Hearing loss can be considered the most prevalent health impairment worldwide, with adequate diagnosis and treatment lacking for most. Computational audiology, the augmentation of traditional hearing health care by digital methods, has potential to dramatically advance audiological precision and efficiency to address the global burden of hearing loss.
Modern machine learning and data collection techniques combined with mobile technology will transform hearing health care. Quantifiable aspects of audiology make it well suited for computational augmentation, automation and clinical decision support. These advances can improve access to care, personalize diagnoses and treatments, and lead to better quality services. Here, we present recent examples that illustrate the potential of computational audiology and raise awareness for risks associated with big-data processing and emerging medical artificial intelligence (AI) applications.

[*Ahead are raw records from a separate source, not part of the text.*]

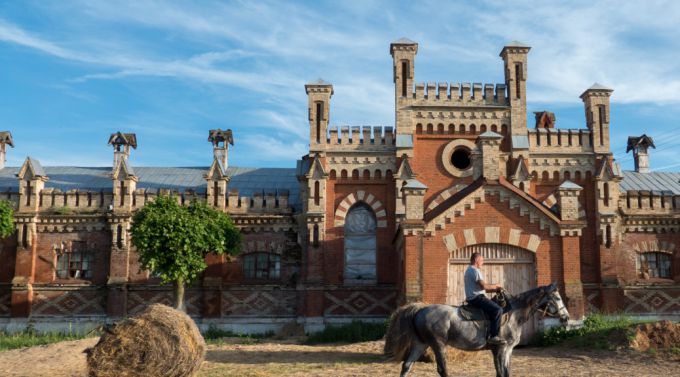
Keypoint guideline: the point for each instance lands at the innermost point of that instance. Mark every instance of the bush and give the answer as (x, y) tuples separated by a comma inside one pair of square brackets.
[(356, 331), (597, 331)]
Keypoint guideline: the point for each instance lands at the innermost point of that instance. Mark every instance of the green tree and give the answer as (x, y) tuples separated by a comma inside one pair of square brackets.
[(6, 218), (173, 240)]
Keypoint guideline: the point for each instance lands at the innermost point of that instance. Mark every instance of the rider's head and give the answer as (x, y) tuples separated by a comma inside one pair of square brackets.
[(476, 259)]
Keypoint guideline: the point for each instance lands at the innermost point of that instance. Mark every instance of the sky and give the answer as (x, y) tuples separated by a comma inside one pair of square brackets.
[(73, 72)]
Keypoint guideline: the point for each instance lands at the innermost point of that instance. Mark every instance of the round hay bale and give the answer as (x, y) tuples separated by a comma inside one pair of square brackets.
[(159, 342)]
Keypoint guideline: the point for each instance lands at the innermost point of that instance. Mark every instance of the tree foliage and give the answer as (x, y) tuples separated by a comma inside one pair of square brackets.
[(173, 240), (6, 218)]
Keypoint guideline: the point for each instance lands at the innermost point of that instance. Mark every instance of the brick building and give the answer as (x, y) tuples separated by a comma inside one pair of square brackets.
[(369, 219)]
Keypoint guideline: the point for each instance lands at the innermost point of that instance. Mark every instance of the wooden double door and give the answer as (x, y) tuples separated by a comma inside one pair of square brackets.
[(511, 266)]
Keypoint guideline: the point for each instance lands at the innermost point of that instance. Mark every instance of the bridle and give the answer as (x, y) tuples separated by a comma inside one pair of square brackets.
[(549, 305)]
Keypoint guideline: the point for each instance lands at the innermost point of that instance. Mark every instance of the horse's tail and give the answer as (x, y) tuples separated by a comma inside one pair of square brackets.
[(401, 332)]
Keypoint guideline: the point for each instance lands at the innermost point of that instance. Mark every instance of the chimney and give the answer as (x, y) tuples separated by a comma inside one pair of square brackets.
[(5, 140), (639, 145), (121, 146), (219, 140)]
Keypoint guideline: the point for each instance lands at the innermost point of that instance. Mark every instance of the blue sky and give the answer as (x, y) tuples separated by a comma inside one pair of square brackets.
[(75, 71)]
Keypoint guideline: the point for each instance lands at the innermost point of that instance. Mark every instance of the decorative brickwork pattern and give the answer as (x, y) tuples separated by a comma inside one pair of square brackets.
[(359, 302), (84, 302), (259, 303), (363, 196), (661, 301)]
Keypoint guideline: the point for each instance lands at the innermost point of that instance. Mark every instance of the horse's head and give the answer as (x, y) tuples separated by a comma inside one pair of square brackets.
[(552, 305)]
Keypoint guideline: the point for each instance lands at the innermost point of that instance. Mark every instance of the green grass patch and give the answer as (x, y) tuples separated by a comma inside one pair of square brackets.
[(598, 331), (356, 331), (215, 335), (30, 338)]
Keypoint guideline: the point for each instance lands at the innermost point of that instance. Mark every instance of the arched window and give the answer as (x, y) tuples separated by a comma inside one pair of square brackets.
[(654, 265), (360, 245), (262, 266)]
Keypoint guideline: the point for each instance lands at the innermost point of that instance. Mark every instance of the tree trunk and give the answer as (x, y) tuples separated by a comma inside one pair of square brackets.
[(179, 295)]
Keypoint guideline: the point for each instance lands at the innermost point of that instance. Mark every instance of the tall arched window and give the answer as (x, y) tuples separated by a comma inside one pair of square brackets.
[(360, 245), (654, 265)]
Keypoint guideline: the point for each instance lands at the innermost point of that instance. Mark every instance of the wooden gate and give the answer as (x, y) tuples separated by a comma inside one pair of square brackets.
[(511, 266)]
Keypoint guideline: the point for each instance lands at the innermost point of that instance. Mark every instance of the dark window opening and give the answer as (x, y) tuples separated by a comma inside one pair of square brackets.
[(261, 266), (319, 116), (316, 193), (75, 263), (404, 78), (122, 193), (655, 265), (518, 76), (119, 238), (600, 111), (608, 235), (29, 192), (606, 194), (216, 193), (460, 158), (24, 236)]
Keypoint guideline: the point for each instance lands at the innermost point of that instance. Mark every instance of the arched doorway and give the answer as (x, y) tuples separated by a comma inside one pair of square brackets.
[(511, 266), (360, 245)]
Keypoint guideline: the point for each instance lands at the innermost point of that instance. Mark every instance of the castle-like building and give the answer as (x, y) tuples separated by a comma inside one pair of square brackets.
[(370, 218)]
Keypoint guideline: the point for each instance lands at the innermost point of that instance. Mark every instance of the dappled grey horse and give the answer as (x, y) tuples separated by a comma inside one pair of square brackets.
[(415, 327)]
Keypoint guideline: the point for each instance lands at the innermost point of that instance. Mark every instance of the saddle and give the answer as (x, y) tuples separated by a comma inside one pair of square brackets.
[(471, 313)]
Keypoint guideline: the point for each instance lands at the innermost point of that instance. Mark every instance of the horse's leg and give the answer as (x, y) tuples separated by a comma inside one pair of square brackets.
[(440, 355), (506, 359), (497, 361), (417, 349)]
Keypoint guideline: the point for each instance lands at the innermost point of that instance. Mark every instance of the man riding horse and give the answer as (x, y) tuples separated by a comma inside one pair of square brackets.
[(475, 286)]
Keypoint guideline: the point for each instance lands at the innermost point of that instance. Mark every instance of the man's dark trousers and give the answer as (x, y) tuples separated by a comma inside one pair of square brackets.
[(492, 310)]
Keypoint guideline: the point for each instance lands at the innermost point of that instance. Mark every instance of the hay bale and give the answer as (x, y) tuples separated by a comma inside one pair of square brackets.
[(160, 342)]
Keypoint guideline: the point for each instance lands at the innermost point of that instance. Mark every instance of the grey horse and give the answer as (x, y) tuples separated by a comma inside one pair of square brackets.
[(415, 327)]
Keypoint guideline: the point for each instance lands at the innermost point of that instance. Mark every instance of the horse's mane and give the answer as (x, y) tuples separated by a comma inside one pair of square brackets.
[(522, 300)]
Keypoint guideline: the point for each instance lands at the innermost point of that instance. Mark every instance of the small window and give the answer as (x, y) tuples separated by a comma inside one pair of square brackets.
[(655, 265), (262, 266), (460, 158), (74, 263)]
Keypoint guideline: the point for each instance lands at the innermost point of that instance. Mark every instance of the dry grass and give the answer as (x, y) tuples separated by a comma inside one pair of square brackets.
[(267, 358)]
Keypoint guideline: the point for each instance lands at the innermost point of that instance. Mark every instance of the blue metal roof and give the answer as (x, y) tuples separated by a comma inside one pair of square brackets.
[(656, 181), (247, 181)]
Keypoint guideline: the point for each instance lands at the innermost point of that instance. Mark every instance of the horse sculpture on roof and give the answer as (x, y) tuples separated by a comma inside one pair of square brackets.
[(415, 327)]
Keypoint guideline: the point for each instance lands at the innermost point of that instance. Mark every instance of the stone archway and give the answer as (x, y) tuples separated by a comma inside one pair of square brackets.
[(511, 266)]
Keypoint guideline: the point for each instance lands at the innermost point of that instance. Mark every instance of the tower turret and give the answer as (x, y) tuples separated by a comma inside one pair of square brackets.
[(596, 102), (639, 145), (403, 53), (319, 95), (514, 56)]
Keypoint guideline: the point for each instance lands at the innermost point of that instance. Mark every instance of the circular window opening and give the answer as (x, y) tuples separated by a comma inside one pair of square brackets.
[(460, 158)]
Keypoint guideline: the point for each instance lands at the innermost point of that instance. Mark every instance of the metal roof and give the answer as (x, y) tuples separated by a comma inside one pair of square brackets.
[(520, 142), (404, 141), (247, 181), (656, 181)]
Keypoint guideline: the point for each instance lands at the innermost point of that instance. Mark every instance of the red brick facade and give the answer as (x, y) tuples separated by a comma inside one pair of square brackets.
[(555, 194)]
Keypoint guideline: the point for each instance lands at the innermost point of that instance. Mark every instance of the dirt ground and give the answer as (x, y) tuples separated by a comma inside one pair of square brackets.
[(271, 358)]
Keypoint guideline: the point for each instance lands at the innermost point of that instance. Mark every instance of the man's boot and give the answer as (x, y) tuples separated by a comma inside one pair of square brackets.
[(496, 340)]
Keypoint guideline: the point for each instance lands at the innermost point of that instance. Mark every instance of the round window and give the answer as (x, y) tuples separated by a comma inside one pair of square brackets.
[(460, 158)]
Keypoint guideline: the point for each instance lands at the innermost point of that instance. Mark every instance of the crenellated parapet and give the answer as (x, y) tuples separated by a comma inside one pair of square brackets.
[(560, 140), (258, 202), (360, 138), (458, 94)]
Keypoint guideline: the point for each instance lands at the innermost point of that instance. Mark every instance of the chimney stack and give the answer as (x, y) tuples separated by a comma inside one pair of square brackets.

Computational audiology can be applied along the entire spectrum of hearing health care: from fundamental auditory science to more clinical and translational work on diagnosis, treatment, and rehabilitation across the lifespan. Computational assistance can replace some of the tasks currently performed by experts, reduce testing burdens and, most importantly, improve access, quality, and uniformity of hearing health care on a global scale. Computational audiology may initially serve as an assistive tool in the hands of the expert but we foresee that modern mobile phones, readily available in billions of pockets across the world, will catalyze the democratization of audiology. However, a potential risk of highly autonomous and self-learning clinical decision support systems is that, depending on the design, they behave like black boxes. Such systems are not interpretable and unsuitable for an informed-decision process. Also, it hinders independent inspection, collaborative research, and awareness for biases in data. In order to accomplish a fair, affordable, and safe digital transformation of audiology, we must join forces with experts in computational sciences, agree on global standards and evidence-based procedures, and carefully consider the possible challenges and risks of big data and AI technology.